Zombies. I’m a tad bored of them; indeed I’ve felt this way for a fair while now. Zombie walks, zombie this, zombie that—is there really anything more to say about this creature?
Yes. Yes, there is. Nobody ever really stopped to think about life from the point of view of the zombie. Nobody ever cared. Until now! And, what a comedy treat this is as a result; dare I even say it, an original treat.
Kicking off with familiar ground, we’re privy to a top-secret film of a military experiment gone horribly wrong. A fluorescent green serum developed for the purpose of creating a breed of super soldier hasn’t quite worked out, rather, turning its recipient into a zombie. As expected, the scientist attempts to cover this up by disposal into barrels labelled as baby formula. One rolls off the truck in despatch, ending up outside a bowling alley, where it’s assumed to be beer and wired up (or whatever the equivalent is with beer kegs) accordingly.
Thus far, the film is in black-and-white, other than the aforementioned serum. This serum isn’t going to just sit around being pretty, and, a group of friends inside this alley ingest it. Cue their rapid expiration and resurrection to seemingly full health, in a full-colour world. Pay attention, friends. This colour-switching shenanigans is the concept that makes this film original (please do correct me if I’m wrong on that; I’d love to know).
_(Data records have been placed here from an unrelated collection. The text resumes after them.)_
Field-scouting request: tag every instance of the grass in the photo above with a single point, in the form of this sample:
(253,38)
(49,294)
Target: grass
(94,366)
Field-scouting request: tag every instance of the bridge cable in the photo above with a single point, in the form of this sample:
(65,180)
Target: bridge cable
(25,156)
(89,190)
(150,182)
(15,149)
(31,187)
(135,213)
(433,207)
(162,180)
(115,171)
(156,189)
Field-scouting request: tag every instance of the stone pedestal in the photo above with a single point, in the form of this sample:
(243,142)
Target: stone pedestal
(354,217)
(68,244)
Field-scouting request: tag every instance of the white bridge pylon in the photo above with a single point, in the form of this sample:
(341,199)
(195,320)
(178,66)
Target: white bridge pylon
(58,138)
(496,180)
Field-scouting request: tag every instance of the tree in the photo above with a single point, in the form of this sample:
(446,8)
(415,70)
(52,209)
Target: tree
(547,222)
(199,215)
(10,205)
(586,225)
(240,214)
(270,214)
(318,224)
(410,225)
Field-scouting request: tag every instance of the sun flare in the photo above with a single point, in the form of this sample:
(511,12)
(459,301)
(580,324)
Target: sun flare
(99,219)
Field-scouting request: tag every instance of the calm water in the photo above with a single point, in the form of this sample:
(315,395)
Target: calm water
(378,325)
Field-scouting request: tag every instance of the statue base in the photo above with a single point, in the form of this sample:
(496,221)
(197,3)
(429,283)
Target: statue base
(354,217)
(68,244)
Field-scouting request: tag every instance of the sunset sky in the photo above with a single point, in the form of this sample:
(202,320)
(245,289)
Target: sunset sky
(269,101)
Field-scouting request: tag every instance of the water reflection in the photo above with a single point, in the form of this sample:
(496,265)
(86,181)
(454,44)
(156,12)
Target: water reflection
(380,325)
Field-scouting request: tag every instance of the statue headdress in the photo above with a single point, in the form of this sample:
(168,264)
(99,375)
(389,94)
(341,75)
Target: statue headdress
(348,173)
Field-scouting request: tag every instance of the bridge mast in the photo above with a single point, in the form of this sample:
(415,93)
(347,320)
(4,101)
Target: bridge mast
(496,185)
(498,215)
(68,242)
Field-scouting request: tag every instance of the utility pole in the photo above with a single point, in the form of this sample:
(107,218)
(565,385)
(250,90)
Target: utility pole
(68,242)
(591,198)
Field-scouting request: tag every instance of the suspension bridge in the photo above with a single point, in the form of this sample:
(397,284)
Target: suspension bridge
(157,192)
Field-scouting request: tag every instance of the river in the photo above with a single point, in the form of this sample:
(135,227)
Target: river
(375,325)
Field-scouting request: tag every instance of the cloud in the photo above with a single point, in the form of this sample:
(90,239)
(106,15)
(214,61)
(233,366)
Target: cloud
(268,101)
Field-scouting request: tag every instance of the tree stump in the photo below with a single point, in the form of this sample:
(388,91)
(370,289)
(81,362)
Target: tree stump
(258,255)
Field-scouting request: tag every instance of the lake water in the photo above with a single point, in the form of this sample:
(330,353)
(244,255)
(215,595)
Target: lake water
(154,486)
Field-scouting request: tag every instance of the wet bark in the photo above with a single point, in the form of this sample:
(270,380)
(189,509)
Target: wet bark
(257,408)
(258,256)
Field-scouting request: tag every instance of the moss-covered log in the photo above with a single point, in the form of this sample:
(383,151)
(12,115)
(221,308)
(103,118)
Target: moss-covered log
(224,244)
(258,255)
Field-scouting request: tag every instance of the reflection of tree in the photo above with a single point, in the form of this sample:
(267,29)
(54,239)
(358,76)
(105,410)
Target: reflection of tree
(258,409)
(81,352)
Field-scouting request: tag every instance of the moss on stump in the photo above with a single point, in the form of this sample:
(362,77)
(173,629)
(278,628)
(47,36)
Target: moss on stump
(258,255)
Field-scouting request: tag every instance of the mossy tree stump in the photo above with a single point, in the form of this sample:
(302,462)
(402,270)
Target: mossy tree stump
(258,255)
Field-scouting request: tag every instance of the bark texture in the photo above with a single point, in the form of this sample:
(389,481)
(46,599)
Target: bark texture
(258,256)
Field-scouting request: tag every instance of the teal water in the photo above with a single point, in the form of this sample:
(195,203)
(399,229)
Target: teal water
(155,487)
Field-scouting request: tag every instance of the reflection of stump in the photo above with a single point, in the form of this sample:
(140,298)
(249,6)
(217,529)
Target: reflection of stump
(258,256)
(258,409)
Aware they have just been a little ill, it’s sensibly decided they call a hospital. The cute blonde, Cindy, does so, only to have a squeaky garbled noise assault her eardrums. Irked, she rips the phone off the wall, to then be stunned at her display of super strength. Something’s not right… best to venture out for help, then. Confused when strangely squeaky people run from them at ridiculously high speed, the film’s concept chooses now to reveal itself: a revert to black-and-white, our friends are lumbering, groaning zombies, and everyone else is now running at normal speed. Back to colour again, for the perspective of the zombies, who don’t know they’re said zombies. Pretty neat, huh?
Enter Nick Steele. A self-professed super soldier, he informs the group that the entire city has been infected by a virus—except he’s a zombie, too. Here’s your schtick for the majority of the remaining run-time, our undead pals lurching along, not really knowing what to do, yet it’s only really towards the end this begins to wear thin. At some point, the zombies must realise their predicament. When they do, the film runs out of options, introducing the military aspect it must, to supply a tired, predictable climax. Still, if a film is to run out of steam, doing so very close to the end is an acceptable place.
In another filmmaker’s hands, Wasting Away (aka Aaah! Zombies!!) would merely have held potential, but a clever, funny script with excellent rapport between strong characters, and a little subplot here, a little subplot there, keeps it going. Add the odd little genius touch like the fact that only very drunk humans can understand them, and this low-budget indie really is a star turn. Director Matthew Kohnen is clearly one to watch.